# my dog is herding nipping....



## matt1970lemans (Mar 1, 2007)

My dog,Cole, is just about 2 now. He has just started in the last 6 months or so nipping people,but when they are running etc. Its a herding bite,front teeth,rarely leaves a mark. mostly slobber.The problem I'm having is he did it to a 5 year old and some poeple don't understand what a herding bite to a bite bite is. He listens well but is there a way I can break him of this? He will play for hours with kids and then out of no where he bites.


----------



## middleofnowhere (Dec 20, 2000)

Are these kids your kids and their buddies or just neighborhood kids? Either way, for one, you can limit his time with kids so it isn't "hours" but is shorter time stopping before it becomes too much for him. If they are neighborhood kids, you should supervise the interaction carefully (probably with your own too) and limit it. 

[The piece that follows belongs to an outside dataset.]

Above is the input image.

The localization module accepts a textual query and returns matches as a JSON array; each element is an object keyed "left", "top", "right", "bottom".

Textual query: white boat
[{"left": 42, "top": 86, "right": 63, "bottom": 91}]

Parents/other people are not going to distinguish a herding bite from what you consider a bite. Cole's free reign with kids has got to end before it ends tragically for Cole.


----------



## MaggieRoseLee (Aug 17, 2001)

When a group of pups/dogs play together, they bite and nip. It's normal.

When a pup/dog runs and plays with kids they may play EXACTLY the same way with the biting and nipping. Only we humans have no fur so it hurts. And kids faces are a bit too low for my liking.

For me, management would be best in this situation. No more playing exciting run and chase games with the kids for the next year or so. Just stop the game to prevent a possible problem entirely. Leash the dog or put him in the house if he feels he has to join in the fun games (and who would blame him?).


----------



## Liesje (Mar 4, 2007)

I agree with MRL. To me, a bite is a bite. Some parents won't care, but some will, and you want to err on the side of caution. Also, while a little nip or mouthiness is not inherently rough, often what makes a dog bite go bad is the person pulling away. So even if the dog is just giving a little nip, if the child panics and pulls away, the little nip turns into a big laceration and the dog now has a bite history.

I would work with the kids and the dog on appropriate interaction. Have the kids come gently pet the dog for a minute or so, then put the dog away so the kids can run around and play and the dog doesn't get all worked up. My dogs play pretty rough with each other, but their doggy play style is not appropriate for humans. I am teaching them how to interact with humans. Even games like tug and fetch I reserve for only other humans I trust and have proven themselves dog-savvy enough to interact with my dogs. If the dogs cannot sit quietly while humans play with each other, than I will remove them so they aren't being taunted by all the running around.


----------



## zyppi (Jun 2, 2006)

> Quote: he did it to a 5 year old and some poeple don't understand what a herding bite to a bite bite is.


I'll bet the 5 year old didn't either... 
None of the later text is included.